A large group of car burglars were caught roaming the streets of a residential California neighborhood in the middle of the night earlier this month.
The group of about 10 people prowled through Antioch, California, in the wee hours of July 6, according to one resident who said he woke up and saw the group outside.
The car burglars wore hoodies and face coverings and walked down a street in Antioch’s Country Hills neighborhood, opening the doors of some of the cars, including Mike Allen’s girlfriend’s car, he said.
“When I seen [sic] them, I didn’t know what was happening, I was like ‘I hope they don’t try going through the garage.’ I wasn’t about to go out there myself; there was about 10 of them,” Allen told KRON.
“They broke into my girlfriend’s car,” Allen said. “She had her baby bag in the car. They went in there rummaging through everything. The following morning, I saw three other cars down the street that they did the same thing.”
Home security footage of the incidents appears to show one burglar rummaging inside a car parked in a driveway as others walk around the street in the background. Three burglars look through that car.
At least eight hooded figures can be seen in the security footage.
“It’s a pretty quiet neighborhood, this doesn’t really happen out here. You don’t think that gruesome madness would happen out here, but I guess it could happen anywhere,” Allen said.
Sgt. Price Kendall, a spokesperson for the Antioch Police Department, said an investigation was ongoing, according to the local report.
Kendall said it is “unusual” to see such a large group of people “looking into cars and walking the neighborhood.”
“It’s usually one or two people and there is a car associated. On this evening, it was just a large group of people wandering the neighborhood,” Kendall added.
Kendall also noted that the group seemed to be checking for unlocked car doors and avoiding breaking and entering the cars.
“These were definitely crimes of opportunity,” Kendall said. “Through one of the videos, you can see they were able to walk up to the car. The car was more than likely unlocked.”
Homes are estimated to sell for a median of about $651,000 in Antioch’s Country Hills neighborhood.

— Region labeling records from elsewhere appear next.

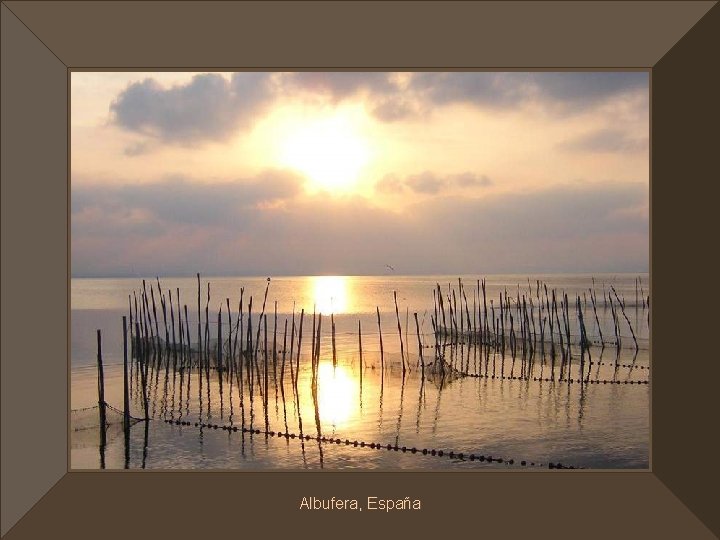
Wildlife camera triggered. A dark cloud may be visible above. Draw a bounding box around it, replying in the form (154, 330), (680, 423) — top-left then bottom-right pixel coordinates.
(375, 171), (493, 195)
(71, 180), (649, 275)
(558, 129), (648, 153)
(105, 72), (648, 148)
(110, 73), (272, 143)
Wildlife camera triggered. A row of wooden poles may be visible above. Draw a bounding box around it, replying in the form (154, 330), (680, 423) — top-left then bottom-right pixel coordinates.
(431, 278), (649, 356)
(128, 274), (649, 396)
(98, 274), (649, 436)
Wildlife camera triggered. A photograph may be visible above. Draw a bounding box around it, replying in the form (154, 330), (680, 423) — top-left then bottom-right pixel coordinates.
(68, 69), (652, 471)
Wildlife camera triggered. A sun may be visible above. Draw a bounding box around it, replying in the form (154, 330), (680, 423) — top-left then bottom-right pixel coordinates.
(278, 112), (370, 194)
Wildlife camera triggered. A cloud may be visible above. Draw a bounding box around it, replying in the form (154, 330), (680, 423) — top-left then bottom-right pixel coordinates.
(71, 170), (302, 232)
(409, 72), (648, 112)
(280, 71), (398, 101)
(71, 175), (649, 276)
(105, 72), (648, 148)
(110, 73), (272, 144)
(375, 171), (493, 195)
(558, 129), (648, 153)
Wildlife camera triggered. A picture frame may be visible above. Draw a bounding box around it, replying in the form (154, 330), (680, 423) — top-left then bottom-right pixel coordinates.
(2, 0), (720, 539)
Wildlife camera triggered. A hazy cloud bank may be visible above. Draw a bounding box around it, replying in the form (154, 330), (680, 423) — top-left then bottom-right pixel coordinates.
(71, 178), (649, 276)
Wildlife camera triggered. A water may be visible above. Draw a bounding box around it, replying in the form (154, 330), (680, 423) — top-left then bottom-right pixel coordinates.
(71, 275), (650, 469)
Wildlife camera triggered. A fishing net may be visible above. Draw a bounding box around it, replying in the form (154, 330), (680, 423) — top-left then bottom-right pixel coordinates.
(70, 404), (143, 449)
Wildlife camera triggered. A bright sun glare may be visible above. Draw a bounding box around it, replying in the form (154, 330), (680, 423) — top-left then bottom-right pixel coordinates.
(311, 276), (350, 315)
(279, 113), (369, 193)
(318, 362), (357, 427)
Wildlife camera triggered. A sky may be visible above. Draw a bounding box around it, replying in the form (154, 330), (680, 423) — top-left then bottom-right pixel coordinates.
(71, 72), (649, 277)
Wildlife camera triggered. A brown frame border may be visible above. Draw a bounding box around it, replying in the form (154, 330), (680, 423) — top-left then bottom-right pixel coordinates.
(2, 1), (720, 538)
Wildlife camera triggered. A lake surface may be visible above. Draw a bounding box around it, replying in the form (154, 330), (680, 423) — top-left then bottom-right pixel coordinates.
(71, 274), (650, 469)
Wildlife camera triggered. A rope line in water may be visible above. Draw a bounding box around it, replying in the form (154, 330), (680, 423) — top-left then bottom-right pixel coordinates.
(590, 362), (650, 370)
(163, 419), (581, 469)
(458, 373), (650, 385)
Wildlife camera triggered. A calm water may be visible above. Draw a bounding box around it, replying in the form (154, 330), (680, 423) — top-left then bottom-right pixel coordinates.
(71, 274), (650, 469)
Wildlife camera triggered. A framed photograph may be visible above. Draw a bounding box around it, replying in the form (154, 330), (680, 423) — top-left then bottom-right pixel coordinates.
(2, 2), (718, 538)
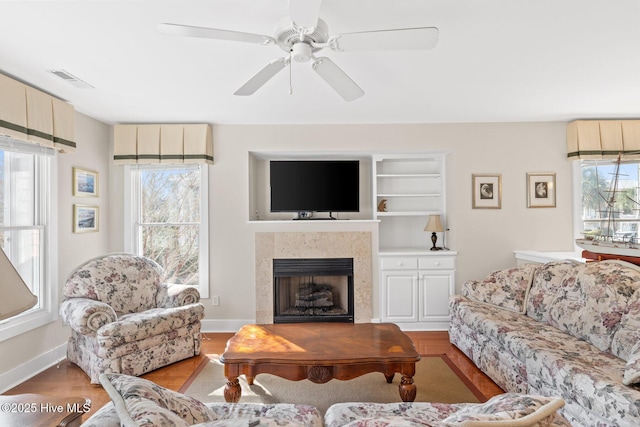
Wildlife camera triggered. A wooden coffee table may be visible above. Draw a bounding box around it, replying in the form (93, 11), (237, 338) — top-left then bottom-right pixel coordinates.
(220, 322), (420, 402)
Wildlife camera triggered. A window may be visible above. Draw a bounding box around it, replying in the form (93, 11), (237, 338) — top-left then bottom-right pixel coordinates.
(0, 137), (57, 340)
(577, 160), (640, 243)
(125, 165), (209, 298)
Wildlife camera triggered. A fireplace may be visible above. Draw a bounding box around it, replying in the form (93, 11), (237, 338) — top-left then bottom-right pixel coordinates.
(273, 258), (354, 323)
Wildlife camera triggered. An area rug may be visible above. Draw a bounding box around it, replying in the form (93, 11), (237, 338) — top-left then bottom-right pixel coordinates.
(180, 354), (485, 414)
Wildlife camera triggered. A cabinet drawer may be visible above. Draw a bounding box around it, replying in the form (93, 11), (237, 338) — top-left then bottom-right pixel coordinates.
(418, 257), (455, 270)
(380, 257), (418, 270)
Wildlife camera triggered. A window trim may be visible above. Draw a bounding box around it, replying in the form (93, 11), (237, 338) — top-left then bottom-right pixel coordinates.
(0, 137), (59, 342)
(123, 164), (210, 298)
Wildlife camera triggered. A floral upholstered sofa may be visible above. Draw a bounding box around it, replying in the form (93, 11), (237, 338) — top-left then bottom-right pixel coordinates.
(449, 260), (640, 427)
(60, 253), (204, 384)
(82, 374), (570, 427)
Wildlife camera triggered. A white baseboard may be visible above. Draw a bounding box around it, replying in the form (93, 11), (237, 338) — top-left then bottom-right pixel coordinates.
(202, 319), (256, 332)
(0, 343), (67, 393)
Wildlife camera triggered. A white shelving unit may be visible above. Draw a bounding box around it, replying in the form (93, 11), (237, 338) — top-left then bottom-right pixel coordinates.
(372, 153), (457, 330)
(372, 153), (446, 251)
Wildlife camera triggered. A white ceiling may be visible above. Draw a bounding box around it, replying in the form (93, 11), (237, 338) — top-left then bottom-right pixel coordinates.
(0, 0), (640, 124)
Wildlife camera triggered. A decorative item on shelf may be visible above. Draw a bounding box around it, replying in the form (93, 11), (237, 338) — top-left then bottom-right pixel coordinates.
(424, 215), (444, 251)
(0, 249), (38, 320)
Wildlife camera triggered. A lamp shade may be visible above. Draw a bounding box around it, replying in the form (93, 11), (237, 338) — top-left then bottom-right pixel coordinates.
(0, 249), (38, 320)
(424, 215), (444, 232)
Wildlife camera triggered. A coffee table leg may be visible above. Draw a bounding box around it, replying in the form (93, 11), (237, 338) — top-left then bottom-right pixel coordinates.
(399, 374), (418, 402)
(224, 377), (242, 403)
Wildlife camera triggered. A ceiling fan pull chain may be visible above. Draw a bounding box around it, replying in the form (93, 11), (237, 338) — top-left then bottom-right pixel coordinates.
(289, 51), (293, 95)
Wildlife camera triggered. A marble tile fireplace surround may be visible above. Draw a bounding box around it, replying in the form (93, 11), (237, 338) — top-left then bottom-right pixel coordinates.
(255, 231), (373, 324)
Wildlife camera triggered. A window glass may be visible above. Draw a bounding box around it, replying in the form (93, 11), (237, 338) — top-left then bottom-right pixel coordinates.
(131, 165), (208, 290)
(581, 160), (640, 242)
(0, 144), (50, 313)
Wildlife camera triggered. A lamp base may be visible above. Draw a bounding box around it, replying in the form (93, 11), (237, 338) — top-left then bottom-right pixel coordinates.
(431, 231), (442, 251)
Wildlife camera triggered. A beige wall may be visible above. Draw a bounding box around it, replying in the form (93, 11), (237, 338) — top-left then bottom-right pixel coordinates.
(112, 122), (573, 325)
(0, 113), (110, 388)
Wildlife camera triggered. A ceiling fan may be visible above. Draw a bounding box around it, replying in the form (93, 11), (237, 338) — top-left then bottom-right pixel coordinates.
(158, 0), (438, 101)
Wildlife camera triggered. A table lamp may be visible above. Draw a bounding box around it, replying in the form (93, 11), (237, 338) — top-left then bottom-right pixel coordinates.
(0, 249), (38, 320)
(424, 215), (444, 251)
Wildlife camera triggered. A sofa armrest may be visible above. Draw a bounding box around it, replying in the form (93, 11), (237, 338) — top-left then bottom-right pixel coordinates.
(156, 283), (200, 308)
(462, 264), (536, 313)
(60, 298), (118, 336)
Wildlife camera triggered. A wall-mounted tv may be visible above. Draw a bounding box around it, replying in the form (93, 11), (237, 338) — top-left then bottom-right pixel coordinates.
(270, 160), (360, 212)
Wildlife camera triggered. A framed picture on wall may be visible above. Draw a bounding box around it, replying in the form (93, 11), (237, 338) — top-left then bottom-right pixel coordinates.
(471, 173), (502, 209)
(73, 204), (100, 233)
(73, 168), (98, 197)
(527, 173), (556, 208)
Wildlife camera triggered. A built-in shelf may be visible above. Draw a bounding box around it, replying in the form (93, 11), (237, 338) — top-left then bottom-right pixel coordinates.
(376, 173), (440, 178)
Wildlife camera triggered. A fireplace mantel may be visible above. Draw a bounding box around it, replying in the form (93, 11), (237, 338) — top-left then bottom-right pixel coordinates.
(255, 231), (373, 324)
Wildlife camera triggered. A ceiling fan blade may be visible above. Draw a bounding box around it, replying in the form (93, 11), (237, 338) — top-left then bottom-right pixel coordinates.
(289, 0), (322, 28)
(158, 23), (276, 44)
(234, 58), (289, 96)
(312, 58), (364, 101)
(330, 27), (439, 51)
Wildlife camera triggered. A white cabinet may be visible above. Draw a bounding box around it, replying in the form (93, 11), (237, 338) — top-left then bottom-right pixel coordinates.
(380, 251), (457, 330)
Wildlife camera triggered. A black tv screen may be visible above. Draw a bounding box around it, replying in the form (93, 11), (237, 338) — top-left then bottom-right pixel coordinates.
(270, 160), (360, 212)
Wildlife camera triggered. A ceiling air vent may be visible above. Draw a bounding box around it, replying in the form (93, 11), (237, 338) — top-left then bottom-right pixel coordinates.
(49, 70), (93, 89)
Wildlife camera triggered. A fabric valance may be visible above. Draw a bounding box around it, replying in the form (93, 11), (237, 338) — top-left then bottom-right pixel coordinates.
(0, 74), (76, 152)
(567, 120), (640, 160)
(113, 124), (213, 165)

In the first six months of this year, Antioch had 827 larcenies, 405 car thefts, and 440 instances of vandalism, some of the most common crimes in the city, according to data from Antioch police.
Bigger California cities such as San Francisco and Los Angeles have struggled in recent years with rising crime, drug use, and homelessness.
In Oakland, in the Bay Area, three suspects smashed as many as 20 car windows on a single morning in January.
In Los Angeles, homelessness is up 10% this year, according to the latest count, released last month. In the Bay Area, about 38,000 people are homeless on a given night, up 35% since 2019. Crime as well as open-air drug use often comes with the homeless issue, causing businesses to flee San Francisco’s downtown, where foot traffic has thinned.